Mais um capítulo da coluna “A César o que é de Cícero” do doutor em Literatura Cícero César Sotero Batista. Desta vez um inusitado conto de natal sobre um estranho ser que habita um sótão abandonado. Aliás, toda a imagem de sótão que nos vêm a cabeça, tem um ar de abandono e é neste abandono que moram seres como Oresich.
Por Cícero César
De todos os detritos que se acumulam nos sótãos ele pode ser feito: pilhas de roupas; brinquedos, em sua maioria quebrados; edições antigas de jornais que vão até o teto; retalhos; restos de louça; molduras encobertas por gordura e poeira.
Neste sítio em particular, além da umidade, própria do terreno, e das reservas artificiais de água potável destinadas ao consumo da família, há também o acre de venenos contra pragas que teriam aspecto leitoso se observados à luz do sol. As lâmpadas penduradas às paredes, de tão baças, mal servem para auxiliar a quem quer que se aventure a percorrer a região por sua própria conta.
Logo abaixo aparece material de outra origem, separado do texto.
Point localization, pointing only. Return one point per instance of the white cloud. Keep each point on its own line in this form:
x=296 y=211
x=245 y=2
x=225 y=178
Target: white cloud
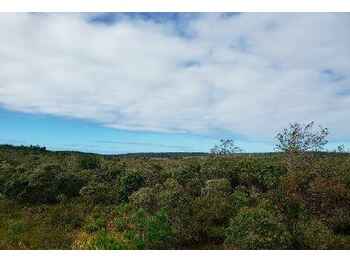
x=248 y=74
Poucos se atentam para o olhar que os vigia. Este olhar é o de Oresich, ser que certo dia se recolheu a muito esforço em um enfeite de Natal em forma de estrela, cuja função talvez se assemelhe à da casca dos caramujos.
Um observador impaciente não poderia lograr sucesso ao acompanhar o movimento de fuga daquela espécie.
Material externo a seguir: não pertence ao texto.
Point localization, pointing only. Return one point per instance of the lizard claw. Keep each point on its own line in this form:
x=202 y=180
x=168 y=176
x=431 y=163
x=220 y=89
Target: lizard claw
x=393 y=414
Oresich só se deixa entrever por aqueles que, aos berros de comandantes, se esgueiraram por labirintos subterrâneos, sufocados pelas máscaras apertadas aos pescoços ainda finos, encobertos de gás lacrimogêneo.
A porquês desta natureza não é fácil responder; a eles é indicado o caminho.
Sobre o autor
Radicado em Nilópolis, município do Rio de Janeiro, Cícero César Sotero Batista é doutor, mestre e especialista na área da literatura. É casado com Layla Warrak, com quem tem dois filhos, o Francisco e a Cecília, a quem se dedica em tempo integral e um pouco mais, se algum dos dois cair da/e cama.
Ou seja, Cícero César é professor, escritor e pai de dois, não exatamente nessa ordem. É autor do petisco Cartas para Francisco: uma cartografia dos afetos (Kazuá, 2019) e está preparando um livro sobre as letras e as crônicas que Aldir Blanc produziu na década de 1970.